After we stored the sections we want to go through go from a section to where the address is at, we will have to manually write the CSS path for this section div div div:nth-child(2) div div p. Now that we can access the data inside of a section, we want to try it out for all the sections stored which is where forEach() comes in as it will loop through each section stored.

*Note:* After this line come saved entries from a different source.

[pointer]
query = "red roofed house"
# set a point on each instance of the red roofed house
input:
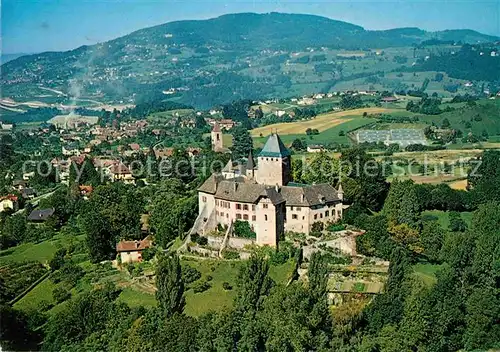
(134, 146)
(389, 99)
(120, 172)
(131, 251)
(9, 202)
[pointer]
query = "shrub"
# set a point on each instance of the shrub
(70, 273)
(59, 294)
(243, 229)
(59, 259)
(195, 237)
(335, 227)
(201, 286)
(189, 274)
(149, 253)
(230, 255)
(202, 241)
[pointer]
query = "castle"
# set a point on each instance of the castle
(264, 195)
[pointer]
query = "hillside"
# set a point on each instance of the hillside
(208, 62)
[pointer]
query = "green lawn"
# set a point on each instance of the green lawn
(42, 292)
(427, 272)
(330, 135)
(216, 297)
(134, 298)
(43, 251)
(443, 217)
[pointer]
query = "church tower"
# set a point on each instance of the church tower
(274, 163)
(216, 136)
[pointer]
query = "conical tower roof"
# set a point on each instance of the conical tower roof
(250, 161)
(216, 127)
(274, 148)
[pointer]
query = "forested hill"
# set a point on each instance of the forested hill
(242, 54)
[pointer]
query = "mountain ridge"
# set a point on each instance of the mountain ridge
(207, 62)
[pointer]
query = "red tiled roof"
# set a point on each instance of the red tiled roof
(134, 146)
(86, 189)
(132, 246)
(9, 197)
(119, 169)
(216, 127)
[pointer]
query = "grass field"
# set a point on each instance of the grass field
(216, 298)
(321, 122)
(330, 135)
(443, 217)
(427, 272)
(41, 252)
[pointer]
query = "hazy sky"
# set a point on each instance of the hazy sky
(42, 25)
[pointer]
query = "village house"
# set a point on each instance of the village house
(120, 172)
(19, 184)
(316, 148)
(264, 195)
(6, 126)
(28, 193)
(41, 215)
(9, 202)
(131, 251)
(70, 149)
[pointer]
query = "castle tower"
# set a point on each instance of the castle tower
(250, 167)
(274, 163)
(340, 192)
(216, 136)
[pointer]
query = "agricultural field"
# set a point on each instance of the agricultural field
(443, 218)
(41, 252)
(402, 136)
(62, 120)
(321, 122)
(483, 117)
(337, 134)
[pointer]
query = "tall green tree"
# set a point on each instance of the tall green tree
(170, 293)
(242, 143)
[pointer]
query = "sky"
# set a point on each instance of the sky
(31, 26)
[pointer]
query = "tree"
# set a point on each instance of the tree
(402, 206)
(15, 333)
(242, 143)
(298, 144)
(368, 186)
(322, 169)
(170, 293)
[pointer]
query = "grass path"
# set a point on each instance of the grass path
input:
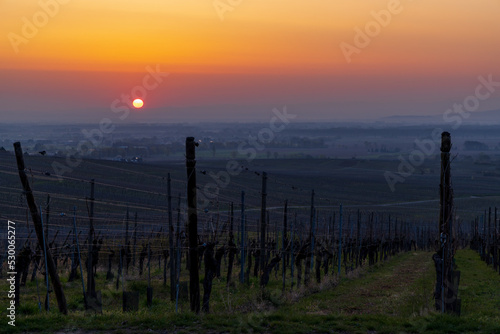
(391, 297)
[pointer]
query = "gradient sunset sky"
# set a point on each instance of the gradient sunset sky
(263, 54)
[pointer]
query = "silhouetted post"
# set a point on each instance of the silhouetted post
(90, 276)
(47, 217)
(340, 241)
(232, 246)
(194, 280)
(284, 240)
(79, 257)
(488, 239)
(447, 281)
(242, 231)
(263, 223)
(135, 239)
(495, 244)
(35, 215)
(292, 242)
(171, 238)
(309, 266)
(127, 245)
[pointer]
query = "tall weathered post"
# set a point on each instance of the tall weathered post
(90, 275)
(263, 223)
(194, 280)
(35, 215)
(171, 238)
(446, 279)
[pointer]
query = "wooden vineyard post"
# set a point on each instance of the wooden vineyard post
(127, 243)
(340, 241)
(495, 243)
(90, 276)
(446, 278)
(263, 224)
(243, 236)
(135, 240)
(194, 280)
(79, 257)
(35, 215)
(284, 241)
(171, 239)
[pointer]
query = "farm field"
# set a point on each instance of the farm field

sections.forEach(sectionData => {
	var insideContainer = sectionData.querySelector("section div div div:nth-child(2) div div p");
	console.log(insideContainer);
});

However one issue we may come up with is that not all the sections contain our needed postcode data and instead some may contain other text so the CSS path we made earlier may not work and will see this in the console: console2.png

We can fix that by making a null check before console logging our section and instead of logging the HTML code we can try get the raw HTML code inside by adding innerHTML. console3.png

In our console now we will see the address in the raw HTML format inside the CSS path we specified, to grab only the postcode, we could extract the data and format it outside of the browser but if we know the Regex (https://developer.mozilla.org/en-US/docs/Web/JavaScript/Guide/Regular_Expressions/Cheatsheet) for the postcode we can just extract the postcode. console4.png

After extracting only the data we need, we can focus on formatting it more for outputting it as a JSON, so we will start off with a JS array to hold our postcodes and format it as JSON at the end of the forEach() loop.

var postCodeArray = [];

var container = document.querySelector("html body.thb_editorial_post-template-default.single.postid-100339853.single-thb_editorial_post.mm-wrapper.s-sticky-site-nav.scrolling div#MM_Page.mm-page.mm-slideout div.editorial-container article.editorial-paper div.editorial-content.editorial-typography");
var sections = container.querySelectorAll("div");

sections.forEach(sectionData => {
    var insideContainer = sectionData.querySelector("section div div div:nth-child(2) div div p");
    
    if (insideContainer != null) {
        var postCode = insideContainer.innerHTML.match(/[A-Z]{1,2}[0-9]{1,2}[A-Z]?\s?[0-9][A-Z]{2}/i);
        if (postCode != null) {
            postCodeArray.push(postCode[0])
        }
    };
});

var json = JSON.stringify(postCodeArray);
console.log(json)

console5.png We can now save the outputted JSON data and use it anywhere we need it, or even convert it CSV.